Mein einziger geliebter Norman,

ich verstehe ja, dass Du erschrocken bist, und es tut mir leid, dass ich Dir Schwierigkeiten mache. Aber es hat keinen Sinn, den Kopf in den Sand zu stecken. Der Arzt hat gesagt, dass eine Frau schon von heftigem Schmusen schwanger werden kann, und Du weißt, wie oft wir das getan haben. Wir sollten das Beste daraus machen, Liebster, und nicht miteinander streiten.

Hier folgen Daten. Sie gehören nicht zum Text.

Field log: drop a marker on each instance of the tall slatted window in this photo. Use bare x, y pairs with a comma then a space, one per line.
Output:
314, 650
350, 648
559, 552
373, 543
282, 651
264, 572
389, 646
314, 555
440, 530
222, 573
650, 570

Mein Vater möchte, dass wir uns treffen, damit ich beweisen kann, dass ich nicht lüge. Er sagt, am besten an einem öffentlichen Ort, damit Du mich nicht beschimpfen kannst. Du kennst doch die Teestube in Groombridge? Dort erwarte ich Dich am nächsten Montag (dem 24.) um drei. Wenn Du nicht kommst, sagt mein Vater, geht er am Abend zu Deinem Vater und spricht mit ihm. Mir ist jeden Morgen übel, Bärchen, und bald wird mein Zustand nicht mehr zu verheimlichen sein. Ich hoffe, Du liebst Deine kleine Elsie genug, um recht an ihr zu handeln.